My problem is that I want to ask for a raise because, yes even though managers make what I make, I make that being a staff nurse. And if I were to take on more duties then I would need more pay. I just don't know what's reasonable. Should I ask for the standard raise from staff nurse to manager, or considering I already make manager money, just ask for a little. I also don't want to sell myself short. 

Specializes in Dialysis.
On 12/28/2020 at 3:08 PM, Davey Do said:

Are we playing one upmanship here, Hoosier?

Well, alright then: In 1979, I once worked 112 hours in a row!

Albeit, I was allowed to sleep at times, but I never left the facility!

No oneupmanship LOL. Just showing OP to be careful what they accept, especially if salaried.

I'm a clinic manager, the only one in my area (as far as I know) that isn't salaried. I negotiated that as a way to keep the BS after hours stuff to a minimum. 

Specializes in Dialysis.
2 hours ago, lizet4455RN said:

I did think of that. The managers here usually do that and work from 8 to 430. Hopefully it will be the same. I wonder if I can ask for hourly and not salary. Is that an option?

You can try to negotiate it. You may get a pay cut due to that because of OT they anticipate to incur; they may say no. Depends on the company, state, general location, other variables, etc. If others are salaried though, probably won't happen, but you never know

Most nursing supervisors I know are salaried and they end up making less hourly than they did as a floor nurse or charge nurse. The only perk is taking vacation days pretty much whenever they want to.

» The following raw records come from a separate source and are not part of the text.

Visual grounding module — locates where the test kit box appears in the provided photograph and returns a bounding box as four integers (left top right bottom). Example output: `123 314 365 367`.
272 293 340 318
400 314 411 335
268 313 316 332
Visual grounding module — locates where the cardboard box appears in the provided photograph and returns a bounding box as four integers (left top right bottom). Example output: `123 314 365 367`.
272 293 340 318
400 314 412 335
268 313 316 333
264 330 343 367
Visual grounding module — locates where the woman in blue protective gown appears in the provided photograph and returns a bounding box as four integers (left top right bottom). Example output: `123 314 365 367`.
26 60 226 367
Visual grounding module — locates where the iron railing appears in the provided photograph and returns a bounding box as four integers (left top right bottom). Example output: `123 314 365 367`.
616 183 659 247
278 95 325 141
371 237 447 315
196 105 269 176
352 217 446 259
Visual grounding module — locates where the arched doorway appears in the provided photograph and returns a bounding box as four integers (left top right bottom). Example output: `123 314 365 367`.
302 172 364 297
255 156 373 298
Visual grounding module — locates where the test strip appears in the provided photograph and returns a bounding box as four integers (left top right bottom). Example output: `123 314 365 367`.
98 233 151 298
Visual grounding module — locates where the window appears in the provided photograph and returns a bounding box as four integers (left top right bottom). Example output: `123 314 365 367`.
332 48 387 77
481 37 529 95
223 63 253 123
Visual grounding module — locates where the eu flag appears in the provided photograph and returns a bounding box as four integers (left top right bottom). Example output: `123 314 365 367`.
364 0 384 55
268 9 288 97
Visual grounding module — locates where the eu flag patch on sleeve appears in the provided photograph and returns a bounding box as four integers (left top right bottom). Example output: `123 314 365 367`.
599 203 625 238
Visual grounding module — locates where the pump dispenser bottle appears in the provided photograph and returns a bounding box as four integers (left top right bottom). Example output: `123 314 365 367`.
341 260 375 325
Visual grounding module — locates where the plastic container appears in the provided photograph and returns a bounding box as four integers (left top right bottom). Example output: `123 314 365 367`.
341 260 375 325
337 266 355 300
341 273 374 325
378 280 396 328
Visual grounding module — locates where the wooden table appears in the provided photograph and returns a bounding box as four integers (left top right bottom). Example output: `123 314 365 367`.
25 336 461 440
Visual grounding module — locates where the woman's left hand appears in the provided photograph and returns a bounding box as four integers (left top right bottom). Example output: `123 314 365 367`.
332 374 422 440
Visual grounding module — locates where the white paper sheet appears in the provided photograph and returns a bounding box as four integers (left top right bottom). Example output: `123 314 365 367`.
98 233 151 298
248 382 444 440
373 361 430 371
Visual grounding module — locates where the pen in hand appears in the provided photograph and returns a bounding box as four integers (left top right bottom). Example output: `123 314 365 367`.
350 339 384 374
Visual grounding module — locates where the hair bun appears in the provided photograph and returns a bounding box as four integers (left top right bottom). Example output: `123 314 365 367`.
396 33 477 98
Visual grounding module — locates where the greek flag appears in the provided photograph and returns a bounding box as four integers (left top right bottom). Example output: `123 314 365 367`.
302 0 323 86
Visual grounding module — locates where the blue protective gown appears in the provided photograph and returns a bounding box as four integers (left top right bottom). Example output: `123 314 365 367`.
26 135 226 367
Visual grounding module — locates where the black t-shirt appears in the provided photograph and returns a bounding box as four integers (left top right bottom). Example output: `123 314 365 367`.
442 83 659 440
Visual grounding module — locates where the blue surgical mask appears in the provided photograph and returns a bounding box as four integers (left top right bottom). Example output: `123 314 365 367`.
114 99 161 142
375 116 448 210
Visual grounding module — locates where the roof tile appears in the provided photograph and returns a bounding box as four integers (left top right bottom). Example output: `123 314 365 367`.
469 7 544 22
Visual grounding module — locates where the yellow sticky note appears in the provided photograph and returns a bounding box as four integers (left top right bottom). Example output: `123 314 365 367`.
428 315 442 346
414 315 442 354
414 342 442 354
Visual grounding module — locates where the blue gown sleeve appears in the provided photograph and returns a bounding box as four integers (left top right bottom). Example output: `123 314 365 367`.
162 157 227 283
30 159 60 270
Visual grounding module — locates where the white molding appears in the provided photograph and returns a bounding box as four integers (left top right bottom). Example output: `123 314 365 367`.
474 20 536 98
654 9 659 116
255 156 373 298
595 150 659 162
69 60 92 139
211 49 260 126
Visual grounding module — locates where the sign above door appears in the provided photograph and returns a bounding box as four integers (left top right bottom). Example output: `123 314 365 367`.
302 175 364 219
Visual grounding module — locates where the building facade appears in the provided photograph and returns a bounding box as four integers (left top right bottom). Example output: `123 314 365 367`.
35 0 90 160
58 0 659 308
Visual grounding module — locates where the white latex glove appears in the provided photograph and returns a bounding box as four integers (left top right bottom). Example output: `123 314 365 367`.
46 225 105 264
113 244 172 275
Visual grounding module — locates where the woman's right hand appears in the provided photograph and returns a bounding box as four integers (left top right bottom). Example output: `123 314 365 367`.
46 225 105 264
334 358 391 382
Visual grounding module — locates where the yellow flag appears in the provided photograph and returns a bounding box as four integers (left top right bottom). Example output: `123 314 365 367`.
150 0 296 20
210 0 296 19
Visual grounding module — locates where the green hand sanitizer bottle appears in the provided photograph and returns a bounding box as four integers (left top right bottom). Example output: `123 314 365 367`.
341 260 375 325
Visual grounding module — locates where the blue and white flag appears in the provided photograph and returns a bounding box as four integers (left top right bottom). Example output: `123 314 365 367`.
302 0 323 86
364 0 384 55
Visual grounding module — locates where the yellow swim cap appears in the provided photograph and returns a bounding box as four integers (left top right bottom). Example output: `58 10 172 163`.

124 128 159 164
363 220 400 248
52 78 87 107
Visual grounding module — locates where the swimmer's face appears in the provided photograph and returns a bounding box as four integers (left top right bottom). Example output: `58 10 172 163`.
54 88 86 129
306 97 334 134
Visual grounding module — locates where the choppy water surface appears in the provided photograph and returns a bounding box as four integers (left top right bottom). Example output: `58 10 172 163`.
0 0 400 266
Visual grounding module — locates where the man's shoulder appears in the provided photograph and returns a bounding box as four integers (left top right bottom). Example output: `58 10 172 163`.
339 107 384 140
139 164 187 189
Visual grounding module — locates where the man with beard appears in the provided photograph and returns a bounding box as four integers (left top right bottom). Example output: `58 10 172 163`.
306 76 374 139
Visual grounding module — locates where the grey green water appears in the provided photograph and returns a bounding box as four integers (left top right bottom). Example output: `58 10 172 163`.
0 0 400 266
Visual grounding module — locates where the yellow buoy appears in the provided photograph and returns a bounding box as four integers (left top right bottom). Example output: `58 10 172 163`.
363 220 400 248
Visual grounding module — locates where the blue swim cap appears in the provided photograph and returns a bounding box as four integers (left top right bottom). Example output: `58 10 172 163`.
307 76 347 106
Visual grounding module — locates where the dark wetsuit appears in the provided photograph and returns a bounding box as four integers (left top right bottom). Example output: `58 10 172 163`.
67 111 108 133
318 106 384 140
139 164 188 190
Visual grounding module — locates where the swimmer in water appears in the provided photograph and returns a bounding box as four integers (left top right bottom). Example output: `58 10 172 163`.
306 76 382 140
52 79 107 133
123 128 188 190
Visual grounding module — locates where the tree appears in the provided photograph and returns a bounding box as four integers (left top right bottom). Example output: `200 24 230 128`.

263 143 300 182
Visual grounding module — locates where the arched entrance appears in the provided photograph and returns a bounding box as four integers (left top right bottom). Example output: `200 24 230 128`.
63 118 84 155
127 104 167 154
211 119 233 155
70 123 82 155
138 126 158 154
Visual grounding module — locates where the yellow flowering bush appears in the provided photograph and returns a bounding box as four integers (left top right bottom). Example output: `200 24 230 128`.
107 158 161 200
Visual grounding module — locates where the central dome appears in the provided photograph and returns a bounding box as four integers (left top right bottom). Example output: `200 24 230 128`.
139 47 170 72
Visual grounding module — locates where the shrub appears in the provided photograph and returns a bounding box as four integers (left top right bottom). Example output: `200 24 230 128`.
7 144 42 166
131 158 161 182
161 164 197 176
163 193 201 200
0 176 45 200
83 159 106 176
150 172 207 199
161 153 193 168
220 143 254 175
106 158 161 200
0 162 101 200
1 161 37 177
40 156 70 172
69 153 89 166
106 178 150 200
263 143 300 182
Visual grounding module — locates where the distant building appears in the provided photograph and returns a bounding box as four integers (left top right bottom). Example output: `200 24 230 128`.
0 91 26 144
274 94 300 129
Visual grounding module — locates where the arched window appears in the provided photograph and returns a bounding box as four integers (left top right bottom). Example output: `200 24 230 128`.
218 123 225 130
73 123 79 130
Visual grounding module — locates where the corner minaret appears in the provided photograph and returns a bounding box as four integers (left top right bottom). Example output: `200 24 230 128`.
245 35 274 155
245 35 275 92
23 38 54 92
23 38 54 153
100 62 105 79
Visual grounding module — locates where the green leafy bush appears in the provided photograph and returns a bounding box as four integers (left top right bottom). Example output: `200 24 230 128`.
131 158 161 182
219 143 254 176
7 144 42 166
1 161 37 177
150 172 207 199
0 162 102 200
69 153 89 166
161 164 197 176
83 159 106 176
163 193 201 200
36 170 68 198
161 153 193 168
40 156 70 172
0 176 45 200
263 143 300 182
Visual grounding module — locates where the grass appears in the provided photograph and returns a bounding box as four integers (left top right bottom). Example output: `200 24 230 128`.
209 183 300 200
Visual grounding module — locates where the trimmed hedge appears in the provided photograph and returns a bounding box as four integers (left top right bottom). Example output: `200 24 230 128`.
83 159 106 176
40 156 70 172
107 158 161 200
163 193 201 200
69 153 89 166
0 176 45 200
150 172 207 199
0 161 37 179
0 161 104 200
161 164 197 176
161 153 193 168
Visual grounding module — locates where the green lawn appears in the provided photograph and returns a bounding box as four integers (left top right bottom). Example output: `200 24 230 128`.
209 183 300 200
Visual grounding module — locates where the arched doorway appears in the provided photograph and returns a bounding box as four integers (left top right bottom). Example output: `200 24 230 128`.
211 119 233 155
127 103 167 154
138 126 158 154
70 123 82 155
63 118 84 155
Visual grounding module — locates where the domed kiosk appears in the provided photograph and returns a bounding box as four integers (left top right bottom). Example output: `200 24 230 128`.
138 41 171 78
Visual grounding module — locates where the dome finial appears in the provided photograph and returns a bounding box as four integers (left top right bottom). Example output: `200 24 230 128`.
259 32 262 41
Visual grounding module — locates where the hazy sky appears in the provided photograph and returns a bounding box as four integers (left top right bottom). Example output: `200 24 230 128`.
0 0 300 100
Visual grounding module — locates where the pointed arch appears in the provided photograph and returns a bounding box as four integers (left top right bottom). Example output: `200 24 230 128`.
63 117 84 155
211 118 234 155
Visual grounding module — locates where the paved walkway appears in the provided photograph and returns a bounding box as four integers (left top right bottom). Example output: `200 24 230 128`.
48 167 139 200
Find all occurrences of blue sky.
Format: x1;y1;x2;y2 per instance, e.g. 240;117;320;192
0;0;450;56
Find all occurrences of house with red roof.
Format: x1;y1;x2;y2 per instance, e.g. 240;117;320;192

Specializes in Ortho, CMSRN.

 Just a fair warning... I have a good friend whose position in nursing so far has been to ask for the most you can get. She's gotten fired for petty crap that would NOT get you fired anywhere else in a state where there are unions, and one major hospital group where non-rehire policy makes it unlikely she can get another hospital job. I don't think anything she did was fireable, but she was too expensive and when there was a budget crunch, they found a way to get rid of her. If you're asking for a lot,  you'd better deliver. That's all.  She's now trying to find a good fit in non-hospital jobs, and so far, in my opinion, they've been even more dangerous and abusive. If you're too expensive and don't deliver, your managers can find nearly any reason to get rid of you unless your perfect, and none of us are. Be careful in what you ask for. 

 

5 hours ago, ClaraRedheart said:

 Just a fair warning... I have a good friend whose position in nursing so far has been to ask for the most you can get. She's gotten fired for petty crap that would NOT get you fired anywhere else in a state where there are unions, and one major hospital group where non-rehire policy makes it unlikely she can get another hospital job. I don't think anything she did was fireable, but she was too expensive and when there was a budget crunch, they found a way to get rid of her. If you're asking for a lot,  you'd better deliver. That's all.  She's now trying to find a good fit in non-hospital jobs, and so far, in my opinion, they've been even more dangerous and abusive. If you're too expensive and don't deliver, your managers can find nearly any reason to get rid of you unless your perfect, and none of us are. Be careful in what you ask for. 

 

Wow I never thought of that. That makes sense. None of us are perfect but that raise would make a difference. I've honestly been thinking of just letting them see what they offer and might just take that. Thanks for the input.